彼女は一人で寝るのを嫌がらなかったが、夜中、はばかりに行くのが怖いと起こしに来た。それが何日も続くうち、ここで一緒に寝ないか、と旦那様が言った。旦那様と私の並べた布団に招くと彼女は喜び、真ん中に入って少し身じろぎした後、私の布団を選んだようで、おまけに私の方を向いて寝るのだった。姉さまと一緒に寝られるのがうれしい、と小さな声で言うのに、私は思わず彼女を抱きしめた。おそらくこの時、私は実子を持つことを諦めたのだろう。
彼女と暮らすのは楽しかった。
空気が冷え始め、軒先に燕が巣を作るのを日がな見つめて、出来具合を興奮して話したり、庭の手入れを共にしたり、言葉も笑顔も惜しまないことが、驚く程人の心を温めることを知った。二人で童謡もよく歌った。小さな体に似合わず、彼女の声はよく通り、隣家の主婦が褒めるほどだった。

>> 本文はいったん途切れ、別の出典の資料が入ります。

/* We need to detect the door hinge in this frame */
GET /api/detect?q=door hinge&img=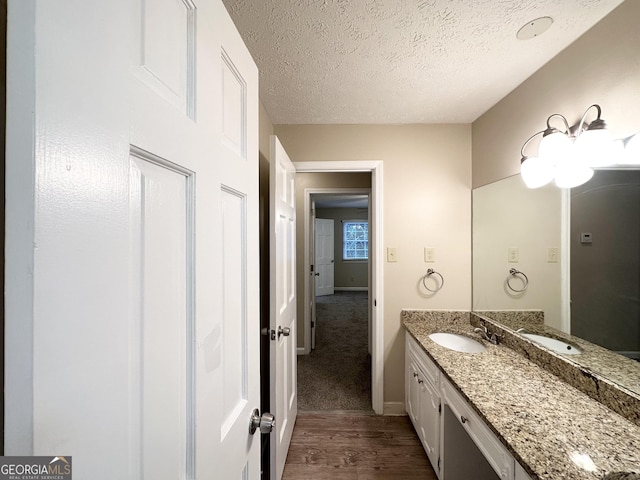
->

彼女を憎む道理などない。しかし、時にひどく辛く感じた。己にない可愛らしさと、それを慈しむ旦那様や周囲の目に、勝手に身がすくむのだった。
世間から見れば私は継母にあたるのだから、きついあたりを見とがめられないよう、注意していた。けれど、日中の長い時間を二人きりで過ごす間に、気が緩んだのだろう。
きっかけは些細なことだった。
珍しいものが手に入った、と、旦那様が舶来物の菓子をひとつ、懐紙に包んで持ち帰った。私が嫁いでちょうど一年が経った、春の夜だった。職場の同僚が退任する日で、これまでの御礼にと貰い、珍しいので彼女が喜ぶだろうと持ち帰ったのだった。初めて見る可愛らしい円形で、バタと砂糖のたっぷりと入った薄い茶色の菓子を与えられて、彼女は有頂天だった。旦那様は送別会で、あまり得意でない酒を飲んでおり、いつもよりも陽気に彼女の相手をした後、いびきをかいて眠ってしまった。彼女も直に船を漕ぎ始めたので、いつものように二人で布団に入った。

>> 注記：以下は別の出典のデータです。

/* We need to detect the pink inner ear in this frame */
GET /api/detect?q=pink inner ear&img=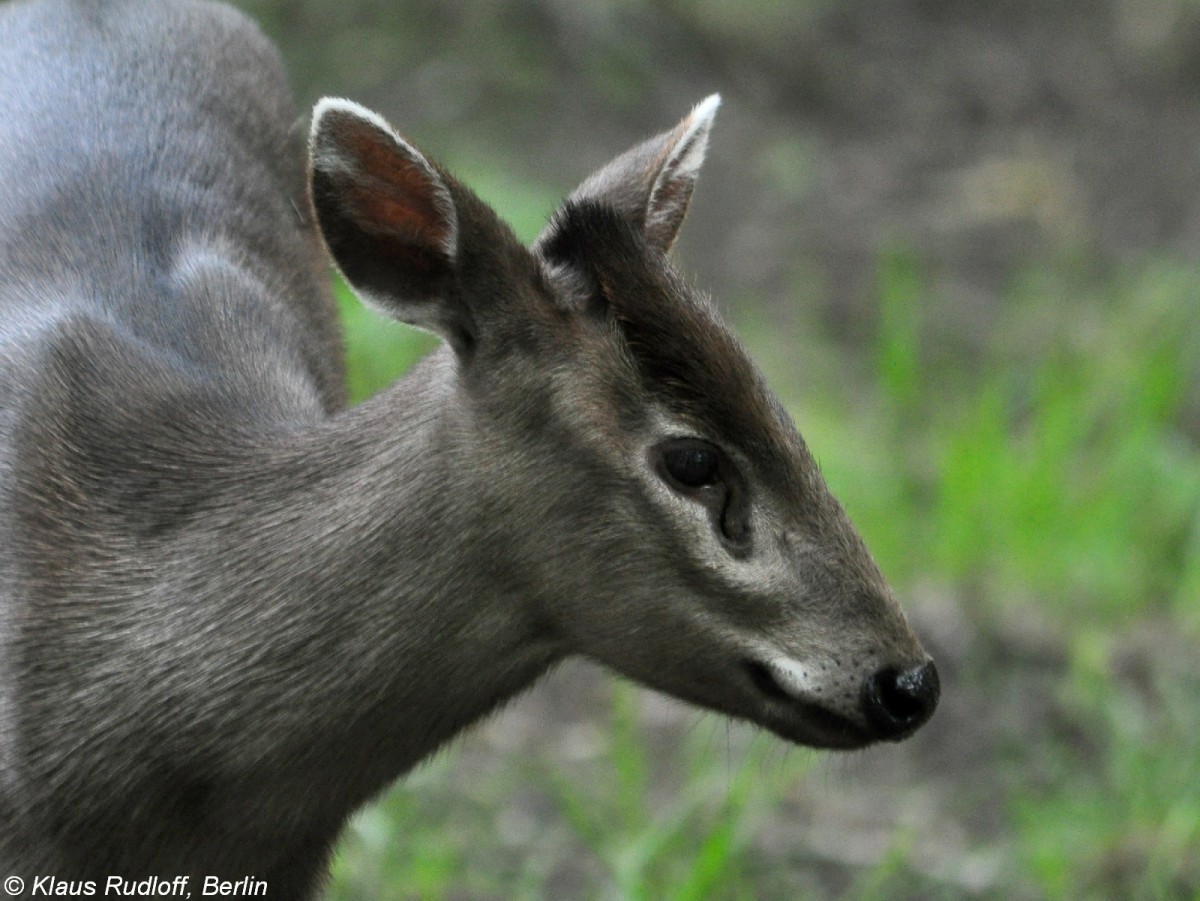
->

夜に、姉さま、かゆい、とか細い声がするのに起きると、彼女はヒイヒイと苦しそうな呼吸をして汗をかき、腕と腹を搔きむしっていた。薄い茶色の目には涙が滲んでいた。咄嗟に額を触ると、子どもとはいえ常にないほど熱く、異変を来しているのは明らかだった。浴衣から出た腕にも腹にも、一面に赤く無残な発疹が出ていた。
彼女を抱きしめ、旦那様、と大声で呼び、肩をつかんで揺すぶったが、酔いのせいか不明瞭な言葉を吐くばかりで起きなかった。